The Hangzhou Initiative takes on added significance because of its strong sectoral focus: supporting agro-industry; broadening production bases; investing in secure energy; developing resilient infrastructure; leveraging domestic and international finance; and promoting science, technology and innovation. These focal areas are symptomatic of Africa’s weak structural transformation in building its industrial capacity and related to this, enhancing its trade competitiveness. Indeed, the continent’s position in global trade remains marginal: while its share of global exports increased negligibly from 4.99 per cent in 1970 to 5.99 per cent in 1980, it declined to 3.1 per cent in 2015. We also cannot ignore other shortcomings in Africa’s growth model which have a direct impact on its industrial development: it has been overly based on factor accumulation in the capital-intensive and low productivity sectors; its poverty-to-growth elasticity has been very low; employment creation has lagged behind; and there has been great dependence on raw materials and commodities in Africa’s export basket.

On the positive side, the general African economic environment embodies several robust and encouraging ingredients which the G20 could build on in terms of the Hangzhou Initiative. There is a growing middle-class; continent-wide growth of 4.5 per cent in 2017 is projected to continue due to rising domestic demand; macro-economic management and economic governance have improved across many countries; there is a more conducive and enabling business environment because of regulatory and market reforms; there has been growing public investment, especially in physical and social infrastructure; and the services sector has become an important catalyst for private sector growth. These positive indicators thus make industrial development an important social and economic imperative since the World Bank estimates that 389 million Africans still live in poverty.

Industrial Policy and Value Chains

Industrialisation thus carries with it the promise of promoting economic diversification, inclusive growth, and more judicious use of the continent’s abundant natural and human resources. An important element of any G20 future strategy would be to address the need for coherent and workable industrial policy. Otherwise viable production networks suffer because of poorly diversified or similar production structures. Both domestic and intra-African markets lack dynamism and hence, trade in manufacturing intermediate goods could be a springboard to wider and deeper economic diversification and industrialisation.

The Hangzhou Initiative and its sectoral emphases provide the right impulses for Africa’s enhanced participation in regional and global value chains. The importance of such segmented value chains come into play since they would allow African countries to participate in global trade as part of specific stages of production processes, so as to exploit their own comparative advantages. For Africa, such advantages must be located in intermediate as opposed to finished goods: already intermediate products account for nearly 60 per cent of Africa’s total merchandise imports and 80 per cent of its exports. Intermediate goods thus represent the most dynamic dimension of Africa’s merchandise trade but still accounts for only 2-3 per cent of the global figure. A major impediment of course is that African producers are mainly connected to global value chains as suppliers of raw materials and other low-end products such as base metals, chemicals, and fuels.

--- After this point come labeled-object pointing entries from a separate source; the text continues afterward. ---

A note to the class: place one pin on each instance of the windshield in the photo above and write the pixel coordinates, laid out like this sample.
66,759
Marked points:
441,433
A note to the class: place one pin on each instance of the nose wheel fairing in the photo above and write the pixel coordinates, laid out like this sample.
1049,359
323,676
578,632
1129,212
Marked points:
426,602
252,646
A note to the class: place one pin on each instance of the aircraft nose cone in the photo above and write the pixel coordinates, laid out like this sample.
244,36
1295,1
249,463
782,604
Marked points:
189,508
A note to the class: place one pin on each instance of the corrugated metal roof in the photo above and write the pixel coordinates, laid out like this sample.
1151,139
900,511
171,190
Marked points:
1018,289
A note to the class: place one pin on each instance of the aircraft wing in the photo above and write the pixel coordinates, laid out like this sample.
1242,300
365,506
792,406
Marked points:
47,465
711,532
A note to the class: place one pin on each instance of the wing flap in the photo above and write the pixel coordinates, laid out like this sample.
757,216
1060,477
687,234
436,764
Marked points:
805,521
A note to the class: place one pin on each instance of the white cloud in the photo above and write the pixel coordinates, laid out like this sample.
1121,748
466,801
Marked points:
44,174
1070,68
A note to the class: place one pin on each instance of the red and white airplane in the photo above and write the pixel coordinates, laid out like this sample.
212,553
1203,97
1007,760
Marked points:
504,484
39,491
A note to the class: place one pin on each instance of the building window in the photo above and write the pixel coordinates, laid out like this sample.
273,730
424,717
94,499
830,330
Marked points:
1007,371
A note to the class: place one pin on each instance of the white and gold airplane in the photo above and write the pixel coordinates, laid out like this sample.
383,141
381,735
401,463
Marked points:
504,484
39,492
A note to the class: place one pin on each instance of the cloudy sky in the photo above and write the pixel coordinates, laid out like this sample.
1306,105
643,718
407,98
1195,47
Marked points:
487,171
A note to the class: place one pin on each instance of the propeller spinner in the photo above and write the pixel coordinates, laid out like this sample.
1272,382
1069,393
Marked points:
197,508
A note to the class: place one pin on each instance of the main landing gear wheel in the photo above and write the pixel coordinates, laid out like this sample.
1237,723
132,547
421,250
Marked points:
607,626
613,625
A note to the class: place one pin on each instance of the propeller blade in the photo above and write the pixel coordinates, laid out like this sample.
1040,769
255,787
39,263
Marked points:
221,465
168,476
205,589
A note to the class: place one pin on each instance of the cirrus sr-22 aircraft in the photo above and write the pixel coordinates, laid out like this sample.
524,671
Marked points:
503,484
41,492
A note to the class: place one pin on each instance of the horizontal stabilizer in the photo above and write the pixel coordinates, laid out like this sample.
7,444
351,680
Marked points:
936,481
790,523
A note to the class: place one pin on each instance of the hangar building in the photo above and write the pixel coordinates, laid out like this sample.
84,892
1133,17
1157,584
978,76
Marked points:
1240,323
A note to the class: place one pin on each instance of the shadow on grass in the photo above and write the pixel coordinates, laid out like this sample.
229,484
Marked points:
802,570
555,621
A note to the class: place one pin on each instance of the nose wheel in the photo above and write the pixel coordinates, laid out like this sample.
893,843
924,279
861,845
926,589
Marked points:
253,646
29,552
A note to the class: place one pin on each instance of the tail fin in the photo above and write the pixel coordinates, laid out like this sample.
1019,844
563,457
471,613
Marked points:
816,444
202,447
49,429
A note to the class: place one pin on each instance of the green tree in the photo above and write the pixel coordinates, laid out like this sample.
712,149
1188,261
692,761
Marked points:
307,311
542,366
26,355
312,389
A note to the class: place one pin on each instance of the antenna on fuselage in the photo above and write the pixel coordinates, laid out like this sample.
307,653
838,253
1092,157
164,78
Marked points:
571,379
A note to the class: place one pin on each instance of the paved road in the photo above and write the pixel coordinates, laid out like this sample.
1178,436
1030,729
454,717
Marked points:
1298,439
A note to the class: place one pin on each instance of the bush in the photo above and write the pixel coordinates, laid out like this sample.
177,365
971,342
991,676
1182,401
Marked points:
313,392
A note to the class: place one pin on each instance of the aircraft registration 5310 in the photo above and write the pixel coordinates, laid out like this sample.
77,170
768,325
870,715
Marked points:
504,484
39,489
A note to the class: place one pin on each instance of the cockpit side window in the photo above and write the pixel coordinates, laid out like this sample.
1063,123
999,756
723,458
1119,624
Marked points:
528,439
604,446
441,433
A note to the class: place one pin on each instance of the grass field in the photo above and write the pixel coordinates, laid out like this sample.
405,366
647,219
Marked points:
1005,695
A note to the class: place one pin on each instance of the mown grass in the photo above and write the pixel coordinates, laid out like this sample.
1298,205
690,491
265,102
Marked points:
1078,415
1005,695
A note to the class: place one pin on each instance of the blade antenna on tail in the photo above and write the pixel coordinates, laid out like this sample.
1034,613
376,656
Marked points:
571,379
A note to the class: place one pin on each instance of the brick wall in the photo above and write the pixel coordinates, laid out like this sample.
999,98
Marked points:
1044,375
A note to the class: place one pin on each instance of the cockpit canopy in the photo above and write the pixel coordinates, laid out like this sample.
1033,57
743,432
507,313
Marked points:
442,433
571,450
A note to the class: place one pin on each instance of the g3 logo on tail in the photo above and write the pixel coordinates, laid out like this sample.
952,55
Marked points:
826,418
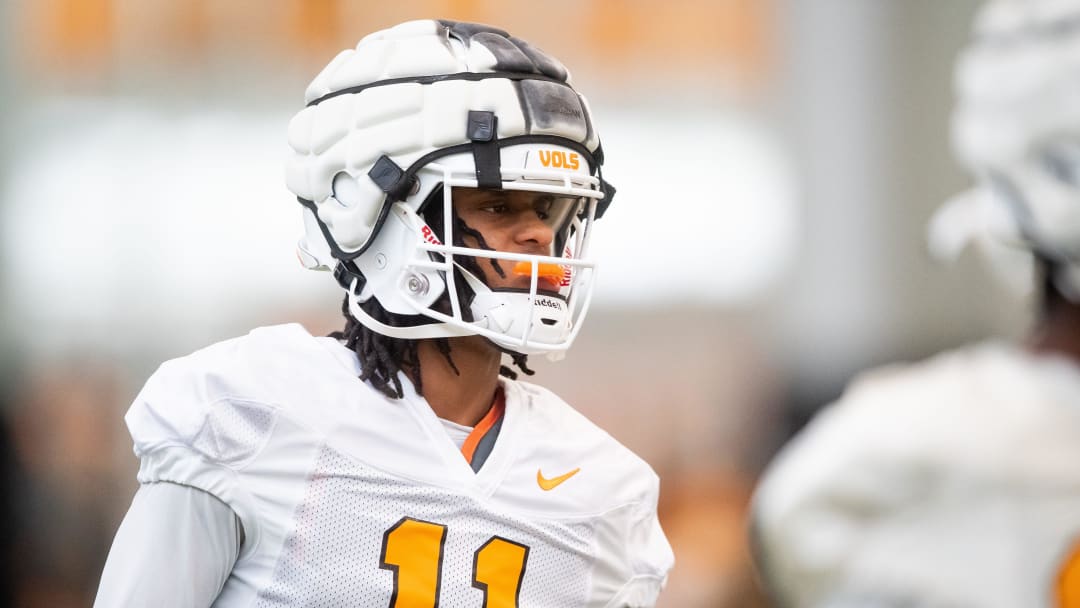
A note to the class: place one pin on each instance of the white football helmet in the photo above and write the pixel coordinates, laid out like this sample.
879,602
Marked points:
393,126
1016,126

The Challenge of Backward Integration

However, forward integration into global value chains by itself will not lead to structural transformation. What is needed are improvements in backward integration based on regional value chains which is driven by value-added manufacturing so as to raise the value of exports in the production chain. Regional value chains remain under-developed since 88 per cent of imported inputs still originate beyond the continent. Against the backdrop of the Hangzhou Initiative, the German presidency could develop greater conceptual and policy clarity on the G20’s role in supporting backward integration, especially in view of the opportunity presented by the creation of Africa’s Continental Free Trade Area (to become operational in 2018).

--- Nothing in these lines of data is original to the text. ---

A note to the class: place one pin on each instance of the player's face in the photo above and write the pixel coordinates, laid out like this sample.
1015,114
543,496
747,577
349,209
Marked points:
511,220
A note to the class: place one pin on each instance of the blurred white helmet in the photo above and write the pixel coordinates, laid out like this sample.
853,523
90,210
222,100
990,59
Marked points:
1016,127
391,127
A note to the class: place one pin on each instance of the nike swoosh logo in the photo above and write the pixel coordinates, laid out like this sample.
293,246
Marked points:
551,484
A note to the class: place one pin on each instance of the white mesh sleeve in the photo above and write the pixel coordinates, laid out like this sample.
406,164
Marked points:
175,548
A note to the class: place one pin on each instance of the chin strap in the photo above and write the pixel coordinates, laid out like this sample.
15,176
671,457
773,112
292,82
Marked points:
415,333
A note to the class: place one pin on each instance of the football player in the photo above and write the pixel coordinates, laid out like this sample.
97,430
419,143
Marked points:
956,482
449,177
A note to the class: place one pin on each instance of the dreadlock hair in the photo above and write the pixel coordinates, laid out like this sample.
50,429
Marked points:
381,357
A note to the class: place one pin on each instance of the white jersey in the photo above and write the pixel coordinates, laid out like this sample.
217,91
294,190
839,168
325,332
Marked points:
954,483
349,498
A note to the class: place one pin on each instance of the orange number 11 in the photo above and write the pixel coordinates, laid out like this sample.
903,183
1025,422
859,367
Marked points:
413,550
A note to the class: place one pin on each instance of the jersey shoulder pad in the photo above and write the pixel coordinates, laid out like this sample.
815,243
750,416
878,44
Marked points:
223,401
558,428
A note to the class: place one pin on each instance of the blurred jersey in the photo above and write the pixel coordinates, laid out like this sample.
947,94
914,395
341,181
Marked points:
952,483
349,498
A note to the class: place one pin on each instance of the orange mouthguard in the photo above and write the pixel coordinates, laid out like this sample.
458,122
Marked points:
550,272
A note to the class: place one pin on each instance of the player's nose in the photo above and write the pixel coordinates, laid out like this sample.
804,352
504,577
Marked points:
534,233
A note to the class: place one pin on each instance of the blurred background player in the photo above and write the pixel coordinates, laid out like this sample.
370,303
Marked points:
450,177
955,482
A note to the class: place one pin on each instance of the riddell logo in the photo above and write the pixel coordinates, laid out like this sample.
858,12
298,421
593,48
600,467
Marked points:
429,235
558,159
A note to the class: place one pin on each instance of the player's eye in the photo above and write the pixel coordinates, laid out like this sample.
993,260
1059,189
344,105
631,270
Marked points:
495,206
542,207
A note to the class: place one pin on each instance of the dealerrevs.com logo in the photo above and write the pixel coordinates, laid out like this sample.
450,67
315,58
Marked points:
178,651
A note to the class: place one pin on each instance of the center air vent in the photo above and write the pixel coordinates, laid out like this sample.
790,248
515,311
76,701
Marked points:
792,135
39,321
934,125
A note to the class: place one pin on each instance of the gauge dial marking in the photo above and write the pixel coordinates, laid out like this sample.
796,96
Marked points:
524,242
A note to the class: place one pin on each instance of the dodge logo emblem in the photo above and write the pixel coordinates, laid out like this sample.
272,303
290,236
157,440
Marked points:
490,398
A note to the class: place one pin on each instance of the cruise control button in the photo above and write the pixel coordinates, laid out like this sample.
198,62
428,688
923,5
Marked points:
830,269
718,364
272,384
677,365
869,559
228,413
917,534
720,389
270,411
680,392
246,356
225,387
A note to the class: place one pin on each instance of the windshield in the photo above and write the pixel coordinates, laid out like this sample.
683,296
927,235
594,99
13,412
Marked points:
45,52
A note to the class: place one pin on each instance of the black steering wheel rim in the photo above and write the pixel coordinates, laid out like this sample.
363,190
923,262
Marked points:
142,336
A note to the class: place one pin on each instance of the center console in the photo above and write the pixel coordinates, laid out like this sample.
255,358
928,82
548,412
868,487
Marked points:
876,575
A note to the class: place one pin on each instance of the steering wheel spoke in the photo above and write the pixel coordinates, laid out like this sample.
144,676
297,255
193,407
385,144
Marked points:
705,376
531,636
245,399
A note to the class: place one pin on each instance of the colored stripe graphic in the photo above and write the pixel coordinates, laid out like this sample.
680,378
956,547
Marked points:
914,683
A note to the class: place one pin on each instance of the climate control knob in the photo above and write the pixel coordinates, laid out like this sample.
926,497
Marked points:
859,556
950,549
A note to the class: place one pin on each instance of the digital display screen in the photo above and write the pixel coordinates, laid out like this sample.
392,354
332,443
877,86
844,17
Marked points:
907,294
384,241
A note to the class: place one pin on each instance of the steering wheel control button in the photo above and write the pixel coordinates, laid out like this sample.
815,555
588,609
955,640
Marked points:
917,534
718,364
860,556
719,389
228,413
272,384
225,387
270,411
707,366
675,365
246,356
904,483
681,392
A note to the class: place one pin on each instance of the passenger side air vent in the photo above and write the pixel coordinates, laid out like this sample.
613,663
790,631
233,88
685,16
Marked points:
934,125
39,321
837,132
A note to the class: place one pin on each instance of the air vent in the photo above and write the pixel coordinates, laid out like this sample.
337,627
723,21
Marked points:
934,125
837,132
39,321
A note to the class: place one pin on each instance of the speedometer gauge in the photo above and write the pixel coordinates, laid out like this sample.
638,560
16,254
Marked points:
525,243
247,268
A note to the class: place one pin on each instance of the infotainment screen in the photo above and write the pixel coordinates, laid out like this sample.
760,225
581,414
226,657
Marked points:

Since the entry of China and other emerging powers onto the African landscape, there has been a fundamental philosophical shift in cooperation which asks not what development partners can do for Africa but rather what they can do with Africa. The German presidency of the G20 thus holds great promise for defining a new frontier of cooperation for building Africa’s industrial capacity in partnership with African countries and regional institutions.

Image: Garth Le Pere

Garth Le Pere is Extraordinary Professor at the University of Pretoria, South Africa.